Dominic, aşık olduğu kadınla evlenme umuduyla tutunduğu tek hayalinin adadan bir gemiyle ayrıldığını gördükten sonra, iyiliğe kayıtsız ama kötülüğe hayran bu kirli dünyadan -sularda arınarak- ayrılmayı seçiyor. Dominic'in ölümü masumiyeti, iyiliği ve nezaketi nasıl boğduğumuzun belgesi olarak boğazımızda düğümlenip büyümeye başlıyor.

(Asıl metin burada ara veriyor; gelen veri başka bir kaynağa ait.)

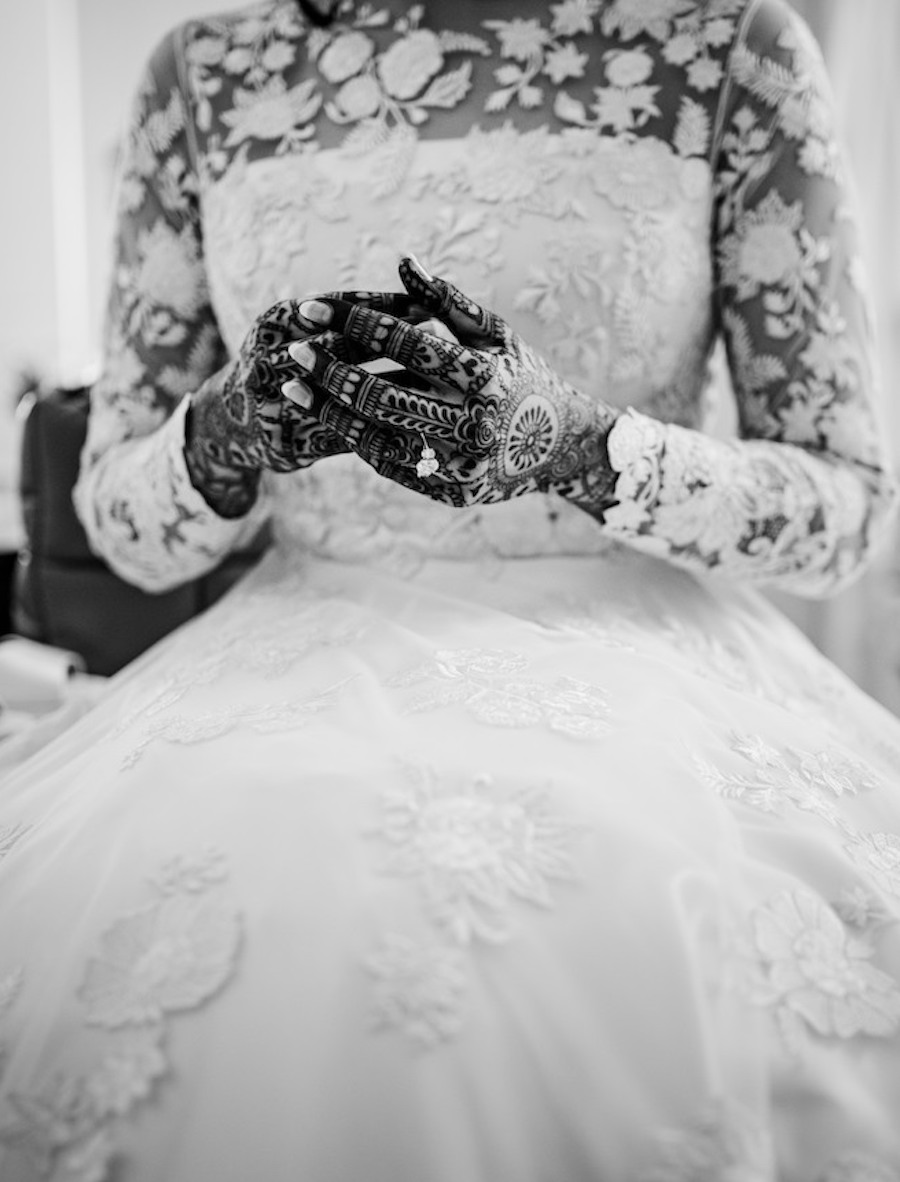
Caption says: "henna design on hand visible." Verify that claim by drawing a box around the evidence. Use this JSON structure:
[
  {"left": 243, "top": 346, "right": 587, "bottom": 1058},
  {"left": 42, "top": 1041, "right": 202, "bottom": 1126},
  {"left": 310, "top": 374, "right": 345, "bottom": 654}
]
[
  {"left": 184, "top": 292, "right": 423, "bottom": 517},
  {"left": 293, "top": 260, "right": 617, "bottom": 515}
]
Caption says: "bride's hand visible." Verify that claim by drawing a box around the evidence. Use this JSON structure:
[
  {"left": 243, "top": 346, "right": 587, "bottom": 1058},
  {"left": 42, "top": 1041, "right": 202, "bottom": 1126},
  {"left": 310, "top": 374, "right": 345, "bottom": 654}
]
[
  {"left": 184, "top": 292, "right": 425, "bottom": 517},
  {"left": 286, "top": 259, "right": 616, "bottom": 505}
]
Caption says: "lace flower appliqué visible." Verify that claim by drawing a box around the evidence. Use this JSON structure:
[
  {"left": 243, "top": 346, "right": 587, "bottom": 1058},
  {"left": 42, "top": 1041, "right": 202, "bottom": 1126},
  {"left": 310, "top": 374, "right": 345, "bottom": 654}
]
[
  {"left": 749, "top": 890, "right": 900, "bottom": 1051},
  {"left": 389, "top": 649, "right": 609, "bottom": 739},
  {"left": 368, "top": 771, "right": 578, "bottom": 944},
  {"left": 0, "top": 850, "right": 241, "bottom": 1182}
]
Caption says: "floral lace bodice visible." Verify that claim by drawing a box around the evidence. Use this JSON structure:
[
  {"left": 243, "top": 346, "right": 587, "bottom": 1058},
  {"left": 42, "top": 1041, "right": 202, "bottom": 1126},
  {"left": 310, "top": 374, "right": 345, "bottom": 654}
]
[{"left": 77, "top": 0, "right": 893, "bottom": 593}]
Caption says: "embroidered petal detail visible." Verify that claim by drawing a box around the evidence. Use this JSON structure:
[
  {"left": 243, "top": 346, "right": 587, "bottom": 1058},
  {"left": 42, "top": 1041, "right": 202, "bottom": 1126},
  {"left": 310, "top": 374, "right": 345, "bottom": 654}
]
[
  {"left": 79, "top": 895, "right": 240, "bottom": 1028},
  {"left": 365, "top": 934, "right": 467, "bottom": 1048}
]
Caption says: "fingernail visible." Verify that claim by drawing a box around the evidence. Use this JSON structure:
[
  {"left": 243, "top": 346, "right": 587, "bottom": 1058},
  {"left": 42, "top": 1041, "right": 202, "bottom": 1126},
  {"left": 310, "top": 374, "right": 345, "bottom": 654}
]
[
  {"left": 281, "top": 381, "right": 312, "bottom": 410},
  {"left": 406, "top": 252, "right": 434, "bottom": 284},
  {"left": 287, "top": 340, "right": 316, "bottom": 369},
  {"left": 297, "top": 299, "right": 331, "bottom": 324}
]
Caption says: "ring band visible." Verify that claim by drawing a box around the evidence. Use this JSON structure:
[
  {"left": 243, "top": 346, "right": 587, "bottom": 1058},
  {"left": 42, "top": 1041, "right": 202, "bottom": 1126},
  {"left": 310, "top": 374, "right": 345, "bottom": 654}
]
[{"left": 415, "top": 435, "right": 440, "bottom": 476}]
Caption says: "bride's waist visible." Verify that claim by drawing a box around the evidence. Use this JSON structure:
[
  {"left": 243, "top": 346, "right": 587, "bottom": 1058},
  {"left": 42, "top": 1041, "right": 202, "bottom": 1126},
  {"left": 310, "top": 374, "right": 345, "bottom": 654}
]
[{"left": 268, "top": 456, "right": 613, "bottom": 573}]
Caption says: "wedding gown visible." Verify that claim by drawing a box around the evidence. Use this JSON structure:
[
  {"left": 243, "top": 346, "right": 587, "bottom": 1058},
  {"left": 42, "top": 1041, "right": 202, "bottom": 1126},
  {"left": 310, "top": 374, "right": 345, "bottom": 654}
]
[{"left": 0, "top": 0, "right": 900, "bottom": 1182}]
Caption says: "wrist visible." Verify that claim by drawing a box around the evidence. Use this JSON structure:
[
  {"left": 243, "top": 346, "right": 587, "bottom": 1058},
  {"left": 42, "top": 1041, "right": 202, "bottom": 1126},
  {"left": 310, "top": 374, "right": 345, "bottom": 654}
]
[
  {"left": 552, "top": 403, "right": 622, "bottom": 521},
  {"left": 184, "top": 389, "right": 261, "bottom": 518}
]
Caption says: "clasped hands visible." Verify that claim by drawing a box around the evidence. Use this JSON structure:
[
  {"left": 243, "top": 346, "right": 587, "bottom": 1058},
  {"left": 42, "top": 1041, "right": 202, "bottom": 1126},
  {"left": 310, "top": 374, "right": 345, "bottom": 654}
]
[
  {"left": 283, "top": 259, "right": 613, "bottom": 506},
  {"left": 182, "top": 258, "right": 616, "bottom": 508}
]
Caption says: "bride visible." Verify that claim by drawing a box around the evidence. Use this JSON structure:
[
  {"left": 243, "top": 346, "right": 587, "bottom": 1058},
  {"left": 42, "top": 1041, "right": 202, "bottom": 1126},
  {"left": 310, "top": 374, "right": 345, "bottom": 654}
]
[{"left": 0, "top": 0, "right": 900, "bottom": 1182}]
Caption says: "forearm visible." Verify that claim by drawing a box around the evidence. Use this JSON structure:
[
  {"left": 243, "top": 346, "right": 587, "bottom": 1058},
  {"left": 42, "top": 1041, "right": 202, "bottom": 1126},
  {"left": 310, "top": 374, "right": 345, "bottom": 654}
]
[
  {"left": 566, "top": 411, "right": 896, "bottom": 596},
  {"left": 75, "top": 400, "right": 265, "bottom": 591}
]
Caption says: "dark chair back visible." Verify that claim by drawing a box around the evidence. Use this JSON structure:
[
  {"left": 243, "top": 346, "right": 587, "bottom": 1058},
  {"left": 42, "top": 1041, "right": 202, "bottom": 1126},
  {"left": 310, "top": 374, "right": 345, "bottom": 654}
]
[{"left": 12, "top": 388, "right": 267, "bottom": 675}]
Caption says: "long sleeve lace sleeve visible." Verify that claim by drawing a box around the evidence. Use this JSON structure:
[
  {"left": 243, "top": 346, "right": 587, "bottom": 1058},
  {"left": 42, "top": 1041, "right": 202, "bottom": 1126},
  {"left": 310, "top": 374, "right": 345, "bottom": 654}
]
[
  {"left": 75, "top": 33, "right": 263, "bottom": 591},
  {"left": 596, "top": 0, "right": 895, "bottom": 596}
]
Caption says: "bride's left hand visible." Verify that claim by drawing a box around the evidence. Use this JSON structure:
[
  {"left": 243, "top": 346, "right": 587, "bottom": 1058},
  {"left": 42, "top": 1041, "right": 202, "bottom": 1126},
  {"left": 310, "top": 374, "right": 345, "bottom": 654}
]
[{"left": 284, "top": 259, "right": 616, "bottom": 506}]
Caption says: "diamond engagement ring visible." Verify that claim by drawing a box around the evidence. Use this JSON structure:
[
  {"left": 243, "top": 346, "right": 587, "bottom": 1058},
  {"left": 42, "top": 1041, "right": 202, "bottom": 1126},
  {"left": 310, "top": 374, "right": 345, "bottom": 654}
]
[{"left": 415, "top": 435, "right": 440, "bottom": 476}]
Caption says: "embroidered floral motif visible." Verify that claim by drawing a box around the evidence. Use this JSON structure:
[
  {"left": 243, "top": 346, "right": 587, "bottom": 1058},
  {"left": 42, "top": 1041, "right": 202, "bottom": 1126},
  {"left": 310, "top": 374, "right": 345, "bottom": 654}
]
[
  {"left": 0, "top": 849, "right": 240, "bottom": 1182},
  {"left": 831, "top": 885, "right": 898, "bottom": 928},
  {"left": 368, "top": 768, "right": 581, "bottom": 943},
  {"left": 749, "top": 890, "right": 900, "bottom": 1052},
  {"left": 118, "top": 600, "right": 368, "bottom": 733},
  {"left": 364, "top": 765, "right": 587, "bottom": 1048},
  {"left": 694, "top": 733, "right": 881, "bottom": 833},
  {"left": 122, "top": 678, "right": 352, "bottom": 768},
  {"left": 635, "top": 1099, "right": 775, "bottom": 1182},
  {"left": 388, "top": 649, "right": 610, "bottom": 739},
  {"left": 844, "top": 833, "right": 900, "bottom": 898},
  {"left": 365, "top": 934, "right": 468, "bottom": 1050}
]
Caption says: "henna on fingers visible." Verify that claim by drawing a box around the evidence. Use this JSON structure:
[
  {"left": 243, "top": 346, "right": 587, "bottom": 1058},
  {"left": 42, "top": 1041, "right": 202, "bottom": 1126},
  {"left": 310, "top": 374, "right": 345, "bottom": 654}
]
[{"left": 283, "top": 265, "right": 616, "bottom": 513}]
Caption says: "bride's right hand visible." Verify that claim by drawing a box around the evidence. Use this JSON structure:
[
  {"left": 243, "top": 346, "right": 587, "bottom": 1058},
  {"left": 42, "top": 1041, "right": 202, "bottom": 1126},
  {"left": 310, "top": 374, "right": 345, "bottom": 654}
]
[{"left": 184, "top": 292, "right": 421, "bottom": 518}]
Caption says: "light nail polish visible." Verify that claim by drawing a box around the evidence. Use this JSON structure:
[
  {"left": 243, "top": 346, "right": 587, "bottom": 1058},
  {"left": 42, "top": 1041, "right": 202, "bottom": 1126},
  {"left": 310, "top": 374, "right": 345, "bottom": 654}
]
[{"left": 298, "top": 299, "right": 331, "bottom": 324}]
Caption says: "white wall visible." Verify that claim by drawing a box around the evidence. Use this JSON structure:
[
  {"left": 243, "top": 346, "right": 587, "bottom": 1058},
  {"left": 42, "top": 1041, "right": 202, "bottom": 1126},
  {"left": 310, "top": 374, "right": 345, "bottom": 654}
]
[{"left": 0, "top": 0, "right": 219, "bottom": 551}]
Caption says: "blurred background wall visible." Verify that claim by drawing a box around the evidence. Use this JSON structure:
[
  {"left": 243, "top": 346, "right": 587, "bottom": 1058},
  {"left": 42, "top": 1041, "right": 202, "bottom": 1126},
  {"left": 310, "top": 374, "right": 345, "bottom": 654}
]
[{"left": 0, "top": 0, "right": 900, "bottom": 713}]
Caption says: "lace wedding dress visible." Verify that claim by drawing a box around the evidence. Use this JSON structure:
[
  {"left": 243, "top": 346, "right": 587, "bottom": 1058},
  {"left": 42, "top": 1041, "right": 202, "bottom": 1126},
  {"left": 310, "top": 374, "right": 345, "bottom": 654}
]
[{"left": 0, "top": 0, "right": 900, "bottom": 1182}]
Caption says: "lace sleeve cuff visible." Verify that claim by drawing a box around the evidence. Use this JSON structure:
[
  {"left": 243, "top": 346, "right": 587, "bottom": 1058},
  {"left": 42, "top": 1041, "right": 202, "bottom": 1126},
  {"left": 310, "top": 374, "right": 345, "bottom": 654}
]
[
  {"left": 603, "top": 410, "right": 892, "bottom": 596},
  {"left": 75, "top": 398, "right": 265, "bottom": 591}
]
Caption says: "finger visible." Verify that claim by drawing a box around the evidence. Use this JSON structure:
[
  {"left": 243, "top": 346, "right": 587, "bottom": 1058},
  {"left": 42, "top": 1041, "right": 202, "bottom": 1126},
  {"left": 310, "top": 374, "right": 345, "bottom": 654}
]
[
  {"left": 294, "top": 300, "right": 494, "bottom": 394},
  {"left": 285, "top": 338, "right": 465, "bottom": 443},
  {"left": 399, "top": 254, "right": 511, "bottom": 344},
  {"left": 297, "top": 291, "right": 425, "bottom": 332}
]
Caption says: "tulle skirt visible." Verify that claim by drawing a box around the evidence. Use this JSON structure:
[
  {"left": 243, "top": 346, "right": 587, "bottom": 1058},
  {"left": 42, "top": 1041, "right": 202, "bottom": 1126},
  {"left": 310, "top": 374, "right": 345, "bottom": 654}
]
[{"left": 0, "top": 547, "right": 900, "bottom": 1182}]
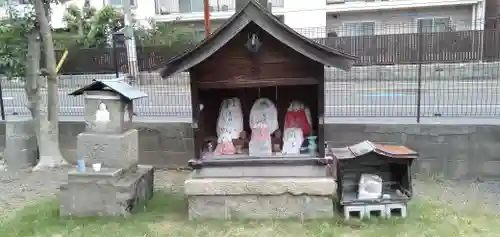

İyiliği boğan, kötülüğü göklere çıkaran yoz dünyada, insanın sonlulukla yüzleşme derdi midir o halde her şeyi mahveden? Sonluluk ve ölüm olmasa, iyilik otomatikman kazanacak mıdır? Tanrı'nın eşek Jenny'nin ölümüne kayıtsızlığı sanki bize başka bir şey söylüyor. Ne sonluluk ne sonsuzluk bizi biz yapan. Sevgisiz ve cezalandırıcı bir Tanrı yerine yine bir o kadar sevgisiz ve cezalandırıcı akla uygun toplumu getirmekle hiçbir şeyi çözmüş olmuyoruz. Koşulsuz iyilik, tüm direngenliğiyle, tercih edilmeyi halen bekliyor.